Statistics

Comprehensive notes on statistics fundamentals and visualization.

Published January 15, 2025 ET

So, I took statistics in college, and I also took probability in High School. Yes, it was satisfying to learn both, and while I learned them I very much enjoyed them.

But, I did have little opportunity to use statistics past that. I encountered it to a serious degree in Econometrics, but like with Statistics, Econometrics never really came up for me after taking the class.

The thing is, since then, I've recognized my need to master it, particularly for the application to both machine learning and finance. Essentially, if you want to predict the future with any kind of certainty, you need to know probability, and if you want to know probability, often it comes down to a historical analysis, the roots of which lie in statistics.

Therefore, I'm starting it fresh. And, luckily there exists such a thing as Khan Academy.

Now, even though I'd love to master all of statistics, this time around I'm going to learn it my way. That is to say, I'm going to focus on the parts that lead to immediate applications, and I'm going to judge what makes the most sense for what I'm trying to do.

My current need for statistics comprehension lies in finance. I need to understand Cumulative Distribution Functions for the purpose of understanding the Black-Scholes Function (B.S.F.).

Intro

First, I want to take a big picture look at statistics.

Categorical / non-categorical variables

On Khan Academy, they immediately make the distinction between categorical and non-categorical variables. Categorical variables are variables that have a limited number of possibilities (hot/cold) and non-categorical variables are variables that could be one of any number of possibilities (number of calories in a beverage).

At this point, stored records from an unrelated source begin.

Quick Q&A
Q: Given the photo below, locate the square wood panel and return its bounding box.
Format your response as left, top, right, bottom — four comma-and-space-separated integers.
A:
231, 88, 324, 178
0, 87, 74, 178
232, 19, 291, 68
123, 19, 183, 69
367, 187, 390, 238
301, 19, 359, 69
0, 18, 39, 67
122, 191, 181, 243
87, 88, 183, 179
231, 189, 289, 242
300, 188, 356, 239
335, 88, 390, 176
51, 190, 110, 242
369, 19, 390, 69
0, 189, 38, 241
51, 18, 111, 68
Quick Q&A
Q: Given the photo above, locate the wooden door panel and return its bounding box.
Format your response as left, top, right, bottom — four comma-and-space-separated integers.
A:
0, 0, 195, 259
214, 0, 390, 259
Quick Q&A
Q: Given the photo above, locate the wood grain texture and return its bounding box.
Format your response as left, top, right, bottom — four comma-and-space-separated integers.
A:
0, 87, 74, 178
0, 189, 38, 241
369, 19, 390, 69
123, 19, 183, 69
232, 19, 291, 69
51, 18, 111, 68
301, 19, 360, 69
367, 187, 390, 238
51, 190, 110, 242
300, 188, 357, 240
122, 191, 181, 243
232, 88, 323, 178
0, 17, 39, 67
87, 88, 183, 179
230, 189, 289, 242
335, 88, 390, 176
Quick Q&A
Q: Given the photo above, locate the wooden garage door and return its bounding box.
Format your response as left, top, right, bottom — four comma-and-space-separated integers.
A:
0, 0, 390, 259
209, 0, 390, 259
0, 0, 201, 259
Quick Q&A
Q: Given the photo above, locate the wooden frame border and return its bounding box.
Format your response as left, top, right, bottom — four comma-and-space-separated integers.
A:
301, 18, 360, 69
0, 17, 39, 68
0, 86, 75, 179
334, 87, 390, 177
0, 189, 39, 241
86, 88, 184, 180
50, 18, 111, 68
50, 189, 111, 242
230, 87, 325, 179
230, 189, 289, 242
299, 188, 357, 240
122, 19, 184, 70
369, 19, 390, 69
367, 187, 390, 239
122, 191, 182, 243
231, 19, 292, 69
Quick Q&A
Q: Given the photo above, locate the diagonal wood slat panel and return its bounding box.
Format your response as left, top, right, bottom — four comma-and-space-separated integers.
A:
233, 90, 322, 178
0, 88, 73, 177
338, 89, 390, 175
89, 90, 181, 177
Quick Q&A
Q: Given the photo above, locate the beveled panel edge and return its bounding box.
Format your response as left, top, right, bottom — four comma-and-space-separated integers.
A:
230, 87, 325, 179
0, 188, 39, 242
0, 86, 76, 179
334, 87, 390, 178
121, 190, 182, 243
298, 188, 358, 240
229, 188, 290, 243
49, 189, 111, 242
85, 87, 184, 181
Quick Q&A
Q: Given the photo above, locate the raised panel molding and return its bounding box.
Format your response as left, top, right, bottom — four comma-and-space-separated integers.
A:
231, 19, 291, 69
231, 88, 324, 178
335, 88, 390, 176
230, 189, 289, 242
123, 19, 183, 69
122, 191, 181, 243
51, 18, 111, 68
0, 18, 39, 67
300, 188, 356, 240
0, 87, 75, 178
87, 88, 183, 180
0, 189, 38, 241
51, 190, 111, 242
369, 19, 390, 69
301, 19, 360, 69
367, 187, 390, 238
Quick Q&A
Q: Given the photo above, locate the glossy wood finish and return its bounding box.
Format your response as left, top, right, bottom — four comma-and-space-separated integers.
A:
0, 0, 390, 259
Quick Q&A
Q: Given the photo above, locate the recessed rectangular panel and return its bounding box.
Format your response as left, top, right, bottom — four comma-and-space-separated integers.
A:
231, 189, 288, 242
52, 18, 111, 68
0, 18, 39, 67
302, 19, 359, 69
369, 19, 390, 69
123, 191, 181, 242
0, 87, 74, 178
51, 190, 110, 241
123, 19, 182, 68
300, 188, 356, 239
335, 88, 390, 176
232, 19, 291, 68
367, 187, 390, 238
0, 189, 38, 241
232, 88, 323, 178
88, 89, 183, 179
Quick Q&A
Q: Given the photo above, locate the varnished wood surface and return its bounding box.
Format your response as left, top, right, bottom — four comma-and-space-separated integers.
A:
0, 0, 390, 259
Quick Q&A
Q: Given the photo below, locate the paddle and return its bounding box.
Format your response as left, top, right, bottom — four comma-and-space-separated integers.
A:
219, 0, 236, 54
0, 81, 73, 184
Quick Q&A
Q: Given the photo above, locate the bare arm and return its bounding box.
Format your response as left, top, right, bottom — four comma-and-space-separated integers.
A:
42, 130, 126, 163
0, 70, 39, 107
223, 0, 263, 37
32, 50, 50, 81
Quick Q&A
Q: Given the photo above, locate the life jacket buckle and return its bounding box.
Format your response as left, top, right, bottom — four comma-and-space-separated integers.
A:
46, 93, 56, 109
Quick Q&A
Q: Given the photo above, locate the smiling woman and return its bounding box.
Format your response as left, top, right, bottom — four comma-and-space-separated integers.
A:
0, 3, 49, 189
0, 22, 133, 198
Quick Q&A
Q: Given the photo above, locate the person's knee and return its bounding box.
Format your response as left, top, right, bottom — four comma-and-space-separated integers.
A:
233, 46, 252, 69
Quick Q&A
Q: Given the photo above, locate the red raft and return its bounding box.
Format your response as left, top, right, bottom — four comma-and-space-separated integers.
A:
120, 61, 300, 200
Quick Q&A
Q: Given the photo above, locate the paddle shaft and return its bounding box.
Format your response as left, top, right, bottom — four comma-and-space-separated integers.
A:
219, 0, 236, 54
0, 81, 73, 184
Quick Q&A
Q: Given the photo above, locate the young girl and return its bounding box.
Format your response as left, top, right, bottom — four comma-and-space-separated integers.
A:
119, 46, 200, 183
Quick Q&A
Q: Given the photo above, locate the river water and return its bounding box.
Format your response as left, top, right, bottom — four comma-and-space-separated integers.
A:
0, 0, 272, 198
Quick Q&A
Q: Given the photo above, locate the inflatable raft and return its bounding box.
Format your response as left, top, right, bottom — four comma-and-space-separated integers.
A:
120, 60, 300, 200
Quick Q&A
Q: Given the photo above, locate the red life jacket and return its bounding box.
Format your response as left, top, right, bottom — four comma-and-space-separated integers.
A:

The different ways in which data can be represented:

Pictograph

  • picture that describes how often some kind of variable occurs
  • answers question: which subject had the most of this variable, i.e. which person drank the most cups of coffee?

Bar Graph

  • all kinds can answer the questions:

    1. what were the mean, median, and mode values of the set?
  • Two-Column Bar graph (or two-column bar chart):

    • shows values of a variable for different subjects
    • answers the questions:
      1. which subject had the biggest difference in this variable between these use-cases, i.e. which student had the biggest increase in test score between the mid-term and the final?
  • Bar graph (or bar chart):

    • shows the values of a variable for different subjects
    • answers the questions:
      1. which subject had the most of some value, i.e. which house at Hogwarts had the most witches and wizards this year?

Pie graph (or pie chart or circle chart)

  • you know what it looks like... tells you how many subjects constituted a certain value in a set of values

Venn Diagram

  • picture that describes how many values have one or more categories of values
  • all two-value venn diagrams can be substituted using a two-way table

Two-way table (two-way frequency table)

  • table that describes how many values have one or more categories of values
  • can sometimes also be looked at as "joint distributions" along two dimensions

Stem-and-Leaf plots (stem plots)

  • table that shows how many of a certain value could be seen in a set, but in a consolidated view
  • rather than listing the full value, values are grouped by their group of ten, hundred, etc, and then distributed along that prefix
  • Example: there are 10 people in a team, and they scored 01, 05, 17, 19, 18, 21, 21, 24, 25, and 29. Rather than listing it like that, list it like this:
    • 0: 1, 5
    • 1: 7, 9, 8
    • 2: 1, 1, 4, 5, 9

Marginal VS Conditional distribution

Marginal distribution

A marginal distribution is like a single column in a table, where every row represents some bucket of the total pool of data. All the rows in that column add up to some total amount... So, say the first row represents the number of people who chose chocolate. The second row represents the number of people who chose vanilla. The third row strawberry, etc. If you add up the value in each row, you'll get the total number of people who chose flavors. That's a marginal distribution. Each row can represent a count (like 12 out of 100) or as a percentage (12%);

Conditional distribution

Just like a marginal distribution, but it's assuming some other factor is true. So, taking for example the ice cream marginal distribution, you could then do the same thing, but instead of it representing all the people, you choose all the people who got their ice cream in cones instead of in bowls or sundaes.

Distribution shapes

Say you're making an inventory of the guests at your party... there's a distribution. Most around the age of 65, and the rest trickling out evenly towards both sides on either end. i.e. there are as many 80 y/o folks as there are 50 y/o folks.